The Summitt stories are legend in Rocky Top. There’s the famous tale, chronicled in a 1998 Sports Illustrated story, of Summitt going into labor during an in-home recruiting visit to see future Tennessee star Michelle Marciniak. There are the titles, of course, eight of them, spread out from 1987 to 2008.

And there’s the time in 2007, when Summitt donned a cheerleader outfit at a men’s game, a thank-you to Tennessee men’s coach Bruce Pearl, who painted his chest at a Vols game. It was also a reminder: Summitt was never opposed to promoting the women’s game, never shy about building a brand and reaching out to more young girls.

“She changed the culture of girls basketball in the state,” Dearstone says, mentioning that before Summitt, the high schools in the state still played with rules that forced girls to stay in only one half of the court.

Now the program is at a crossroads. It’s creator and leader is gone. One year ago, on Aug. 22, 2011, Summitt shocked the program and the college sports landscape by revealing that she had early onset dementia, Alzheimer’s type.

In the ensuing weeks, the program rallied, former players rushing to be by their old coach’s side. Summitt remained steadfast and strong. At age 59, she was determined to keep coaching. And she would, leading the Vols to an appearance in the Elite Eight while Warlick, a longtime assistant, took on a more active daily role.

But in April, after Tennessee’s loss to eventual national champion Baylor in the Elite Eight, Summitt made it official: She was stepping aside.

After Summitt’s retirement — on the 40th anniversary of Title IX — the Tennessee community came together to reflect.

“She has been a pioneer in opening doors for women in so many areas,” said former Vol and current LSU coach Nikki Caldwell.

These days, the Summitt effect can be seen throughout the rest of the conference — and the country. According to numbers from the National Coalition for Women and Girls in Education, the number of women in college athletics has increased from 29,997 in 1971-72 to 193,232 in 2010-11.
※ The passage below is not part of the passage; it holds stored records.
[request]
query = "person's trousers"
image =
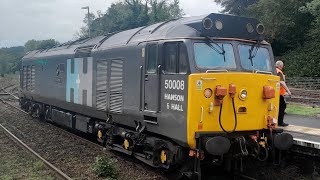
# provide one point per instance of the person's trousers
(282, 108)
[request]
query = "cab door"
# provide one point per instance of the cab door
(151, 79)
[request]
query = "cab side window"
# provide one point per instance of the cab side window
(175, 58)
(152, 55)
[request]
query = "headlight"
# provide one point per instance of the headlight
(243, 94)
(207, 93)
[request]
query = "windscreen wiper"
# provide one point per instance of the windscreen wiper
(253, 51)
(221, 51)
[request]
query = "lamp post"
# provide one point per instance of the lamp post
(87, 7)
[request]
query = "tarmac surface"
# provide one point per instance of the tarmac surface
(304, 129)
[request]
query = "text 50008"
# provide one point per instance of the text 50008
(174, 84)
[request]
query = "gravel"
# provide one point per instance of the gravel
(73, 155)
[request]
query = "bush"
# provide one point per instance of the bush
(105, 167)
(303, 61)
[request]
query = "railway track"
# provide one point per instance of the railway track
(57, 171)
(241, 176)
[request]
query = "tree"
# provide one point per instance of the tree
(129, 14)
(42, 44)
(236, 7)
(286, 26)
(313, 8)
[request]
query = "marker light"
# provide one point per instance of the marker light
(207, 23)
(260, 28)
(219, 25)
(243, 94)
(250, 28)
(207, 93)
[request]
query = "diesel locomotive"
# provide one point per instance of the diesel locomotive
(176, 94)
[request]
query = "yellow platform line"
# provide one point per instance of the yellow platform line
(304, 130)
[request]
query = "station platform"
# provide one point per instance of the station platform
(304, 129)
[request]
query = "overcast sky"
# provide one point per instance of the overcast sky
(22, 20)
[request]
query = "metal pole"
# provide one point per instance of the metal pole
(89, 30)
(89, 23)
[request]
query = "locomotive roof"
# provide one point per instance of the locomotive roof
(212, 25)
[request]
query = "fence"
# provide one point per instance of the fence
(310, 83)
(304, 89)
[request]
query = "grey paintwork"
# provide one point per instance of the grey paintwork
(143, 95)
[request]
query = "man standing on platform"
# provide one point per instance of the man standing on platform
(283, 89)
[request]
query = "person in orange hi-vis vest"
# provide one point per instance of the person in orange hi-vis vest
(283, 90)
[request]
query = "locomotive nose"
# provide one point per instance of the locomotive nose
(217, 145)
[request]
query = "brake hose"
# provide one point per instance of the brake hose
(235, 118)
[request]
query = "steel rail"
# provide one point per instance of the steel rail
(8, 93)
(54, 126)
(58, 172)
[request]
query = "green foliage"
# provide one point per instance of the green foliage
(105, 167)
(303, 61)
(42, 44)
(314, 8)
(236, 7)
(129, 14)
(286, 26)
(292, 28)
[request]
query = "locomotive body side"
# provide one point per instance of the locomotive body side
(175, 94)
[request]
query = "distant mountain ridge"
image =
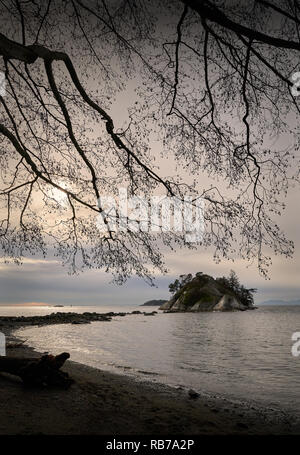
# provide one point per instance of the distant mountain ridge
(280, 302)
(154, 303)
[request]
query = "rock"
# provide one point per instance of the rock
(229, 303)
(154, 302)
(193, 395)
(204, 293)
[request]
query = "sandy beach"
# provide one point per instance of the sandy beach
(103, 403)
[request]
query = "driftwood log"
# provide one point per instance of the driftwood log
(44, 371)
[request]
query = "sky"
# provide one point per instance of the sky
(46, 281)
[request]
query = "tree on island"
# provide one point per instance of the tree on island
(230, 283)
(213, 84)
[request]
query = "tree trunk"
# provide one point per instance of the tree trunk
(38, 372)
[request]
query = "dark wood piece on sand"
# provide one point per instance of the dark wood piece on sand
(44, 371)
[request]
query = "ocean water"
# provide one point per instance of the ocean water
(242, 356)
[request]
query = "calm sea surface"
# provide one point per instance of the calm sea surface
(244, 355)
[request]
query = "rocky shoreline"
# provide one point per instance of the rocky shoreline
(101, 402)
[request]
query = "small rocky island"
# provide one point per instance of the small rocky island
(205, 293)
(154, 302)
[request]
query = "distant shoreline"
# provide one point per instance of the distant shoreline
(101, 402)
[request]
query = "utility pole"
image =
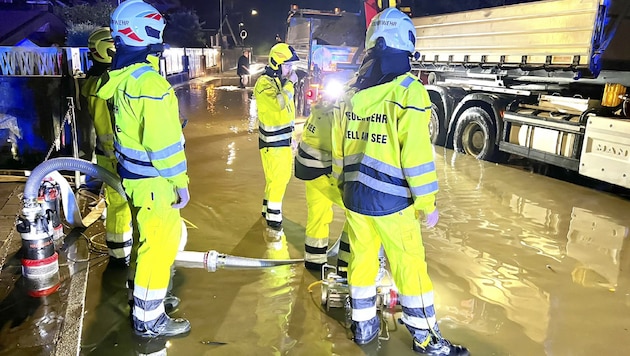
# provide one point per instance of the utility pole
(221, 19)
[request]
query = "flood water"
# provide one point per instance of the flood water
(522, 264)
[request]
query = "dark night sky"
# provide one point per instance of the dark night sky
(272, 14)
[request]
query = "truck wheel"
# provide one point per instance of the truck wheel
(474, 134)
(436, 131)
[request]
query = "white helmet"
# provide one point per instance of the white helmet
(395, 28)
(137, 24)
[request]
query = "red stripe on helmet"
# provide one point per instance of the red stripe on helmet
(155, 16)
(129, 33)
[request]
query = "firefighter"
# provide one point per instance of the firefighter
(313, 165)
(383, 157)
(276, 112)
(148, 143)
(118, 236)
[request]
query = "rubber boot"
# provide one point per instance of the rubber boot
(172, 327)
(439, 347)
(366, 331)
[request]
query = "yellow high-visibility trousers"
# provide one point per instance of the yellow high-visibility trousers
(157, 232)
(277, 165)
(118, 235)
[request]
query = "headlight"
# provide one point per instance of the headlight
(333, 89)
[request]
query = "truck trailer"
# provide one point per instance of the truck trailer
(545, 80)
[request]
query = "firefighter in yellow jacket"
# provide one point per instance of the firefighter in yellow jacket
(148, 143)
(118, 235)
(383, 157)
(276, 114)
(313, 165)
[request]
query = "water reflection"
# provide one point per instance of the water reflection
(515, 238)
(517, 259)
(275, 302)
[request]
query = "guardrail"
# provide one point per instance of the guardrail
(58, 61)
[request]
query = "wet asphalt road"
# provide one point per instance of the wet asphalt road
(522, 264)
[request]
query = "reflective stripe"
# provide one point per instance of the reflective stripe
(407, 81)
(100, 149)
(137, 169)
(312, 163)
(416, 301)
(315, 242)
(281, 101)
(148, 294)
(147, 316)
(136, 155)
(315, 152)
(274, 212)
(362, 292)
(420, 170)
(275, 128)
(275, 138)
(105, 138)
(425, 189)
(173, 171)
(364, 314)
(375, 164)
(409, 107)
(419, 323)
(147, 96)
(377, 184)
(166, 152)
(119, 245)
At one point at Tennessee, Dearstone says, Summitt famously lobbied for more funding from the school president, even as the president was protesting that she’d overspent her budget by $400.

Soon, though, Summitt’s Vols were selling out and hanging banners, and school presidents across the Southeast took notice.

“Tennessee made a huge commitment to women’s athletics at an early stage, when we first started,” Warlick says. “And Pat put together a team that was fun to watch.”

In the Southeast, the tradition continues. This fall, as the Missouri women’s programs enter the SEC, they will find themselves in a conference that won national titles in softball, women’s golf, women’s tennis, track and field and gymnastics in 2011-12.

For Warlick, the bar has been set. The ultimate goal is still the same: Find a way to win the program’s ninth national title. Warlick, however, is not going it alone.

On many days, she says, Summitt will still be around practice — still serving as a mentor and teacher to the young women who arrive in Knoxville.

“We’re still Tennessee basketball,” Warlick says. “And we sell tradition. And tradition doesn’t happen by mistake. You build it, you use it. And as Pat has stepped down, this program is still important to a lot of people. And we’re still selling Tennessee basketball.”